Well, I think we're going to have to do one or more of the following:
- have a race condition
- access glib-locked data from the "wrong" thread (another Emacs thread)
- release the glib lock from the "wrong" thread (another Emacs thread)
Of these, the second is the best alternative, I think: we simply grab
the g_main_context lock globally, acting for all Emacs threads, and
the last thread to require it releases it when it leaves xg_select. As
long as there's at least one thread in the critical section of
xg_select, we hold the lock, but access to the context isn't
necessarily from the thread which locked it.

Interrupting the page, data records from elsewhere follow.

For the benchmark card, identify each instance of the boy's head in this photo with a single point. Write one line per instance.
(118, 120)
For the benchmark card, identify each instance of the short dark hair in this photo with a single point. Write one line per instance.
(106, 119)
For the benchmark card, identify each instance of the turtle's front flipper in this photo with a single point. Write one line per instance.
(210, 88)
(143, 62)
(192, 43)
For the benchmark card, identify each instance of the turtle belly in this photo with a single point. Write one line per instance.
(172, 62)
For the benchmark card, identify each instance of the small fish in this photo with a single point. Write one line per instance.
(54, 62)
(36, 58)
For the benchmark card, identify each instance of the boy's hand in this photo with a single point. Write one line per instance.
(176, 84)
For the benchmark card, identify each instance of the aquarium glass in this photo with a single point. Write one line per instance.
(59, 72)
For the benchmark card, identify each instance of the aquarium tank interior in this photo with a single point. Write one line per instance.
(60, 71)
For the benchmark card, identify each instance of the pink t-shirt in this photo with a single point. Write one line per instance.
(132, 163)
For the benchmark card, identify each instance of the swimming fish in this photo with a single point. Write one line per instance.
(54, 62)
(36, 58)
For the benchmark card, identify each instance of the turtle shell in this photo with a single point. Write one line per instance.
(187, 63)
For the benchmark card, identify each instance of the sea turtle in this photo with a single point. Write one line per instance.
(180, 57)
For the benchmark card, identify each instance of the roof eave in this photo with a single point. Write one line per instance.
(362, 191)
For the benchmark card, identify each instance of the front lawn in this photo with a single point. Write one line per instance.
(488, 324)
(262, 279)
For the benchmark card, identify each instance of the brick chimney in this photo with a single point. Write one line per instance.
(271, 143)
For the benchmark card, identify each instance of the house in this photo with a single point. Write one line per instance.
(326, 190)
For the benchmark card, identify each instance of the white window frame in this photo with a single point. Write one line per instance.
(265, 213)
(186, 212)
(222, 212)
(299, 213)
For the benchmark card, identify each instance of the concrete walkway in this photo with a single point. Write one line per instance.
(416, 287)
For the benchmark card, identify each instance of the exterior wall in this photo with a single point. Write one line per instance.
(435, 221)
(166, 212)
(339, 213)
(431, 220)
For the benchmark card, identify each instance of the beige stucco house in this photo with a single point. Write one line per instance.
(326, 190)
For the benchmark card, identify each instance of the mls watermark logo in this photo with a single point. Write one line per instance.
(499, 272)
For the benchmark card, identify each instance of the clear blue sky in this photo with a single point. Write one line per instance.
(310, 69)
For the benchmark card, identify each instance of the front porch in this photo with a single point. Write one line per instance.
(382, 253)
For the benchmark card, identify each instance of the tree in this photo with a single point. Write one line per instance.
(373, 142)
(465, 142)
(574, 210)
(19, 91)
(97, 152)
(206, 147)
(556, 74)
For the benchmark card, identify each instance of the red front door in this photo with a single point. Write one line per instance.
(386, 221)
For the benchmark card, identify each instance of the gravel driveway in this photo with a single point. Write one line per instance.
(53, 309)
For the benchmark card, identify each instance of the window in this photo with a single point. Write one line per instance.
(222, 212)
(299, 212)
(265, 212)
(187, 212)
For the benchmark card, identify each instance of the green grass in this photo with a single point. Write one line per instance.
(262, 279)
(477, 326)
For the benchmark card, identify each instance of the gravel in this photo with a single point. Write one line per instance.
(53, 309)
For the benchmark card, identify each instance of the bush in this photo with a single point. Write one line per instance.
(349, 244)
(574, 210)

> > I think our options are hacking around it and hoping nothing breaks
> > (this is what the attached patch does; it releases the main context
> > glib lock from the wrong thread soon "after" the other thread called
> > select, but there's actually no way to ensure that "after" is
> > accurate), or rewriting things so we have a single thread that does
> > all the select()ing.
>
> Hmm... how would this work with your patch? Suppose one thread calls
> xg_select, acquires the Glib lock, sets its holding_glib_lock flag,
> then releases the global Lisp lock and calls pselect. Since the
> global Lisp lock is now up for grabs, some other Lisp thread can
> acquire it and start running.
And when it starts running, it releases the Glib lock.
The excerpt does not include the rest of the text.